I’ll never forget the progression of the storm. On the first day, the snow started falling lightly. As the day went on, the snow became heavier and the winds grew stronger while the temperatures dropped extremely quickly. By the first nightfall, the ground was covered and the storm was just beginning. By the next morning, the snow could be measured in inches. The winds outside blew the snow horizontally. Looking out the window one could literally only see white. It was a true whiteout situation. Venturing up to the barn to check on the animals was nearly impossible. One could actually sense what the settlers on the Great Plains went through during the great blizzards they endured. By the end of the second day, the snow was still falling heavily, and the wind was still howling. On the third day, we woke up to the same – blowing snow and ferocious winds. Now, the snow drifts were piling up against the doors and windows. Venturing outdoors was extremely difficult. Driving anywhere was impossible. Had there been any sort of emergency, there would have been nothing anyone could do. Stuck in the house for three straight days, my five siblings and I entertained ourselves the best we could with movies and games. Finally, on the 4th day, the storm dissipated, moved out and the skies began to clear. More than 36 inches of snow had fallen, and it was piled up in six to seven foot drifts around our farmhouse. I had never seen anything like it, and I’ve never seen anything like it since. Bundled up in snow suits and coats, my siblings and I ventured out into a world of hip-deep white snow. The snow was so deep in fact, that we were able to climb up onto the sunroom roof and jump down into the mountains of fluffy powder. We were truly experiencing what it was like to be snowbound – no one was going anywhere.

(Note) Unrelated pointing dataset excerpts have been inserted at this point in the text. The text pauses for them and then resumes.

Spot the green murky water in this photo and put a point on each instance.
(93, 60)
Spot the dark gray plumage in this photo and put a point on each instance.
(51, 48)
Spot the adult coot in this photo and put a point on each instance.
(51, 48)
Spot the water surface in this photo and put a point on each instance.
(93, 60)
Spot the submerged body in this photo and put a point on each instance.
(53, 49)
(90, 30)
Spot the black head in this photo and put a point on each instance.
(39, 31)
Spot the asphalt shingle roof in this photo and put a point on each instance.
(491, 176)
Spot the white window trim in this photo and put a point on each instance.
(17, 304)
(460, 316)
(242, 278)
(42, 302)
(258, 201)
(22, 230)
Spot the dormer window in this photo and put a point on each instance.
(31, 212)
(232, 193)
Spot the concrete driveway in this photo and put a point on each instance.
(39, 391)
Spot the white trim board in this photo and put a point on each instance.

It took another two to three days for the snow plows to even reach my family’s farm. By the time I was able to leave the farm, my spring break was officially over, and it was time to head back to VMI to finish out the semester. 

I find it hard to believe that it’s been exactly 30 years since the incredible Superstorm of 1993. Being “trapped” in a house with seven other people was anything but ideal, but just like any of the other difficulties we’ve faced as a family, we got through it. The snows of that historic storm melted away long ago, but the memories of it will forever remain frozen in my mind.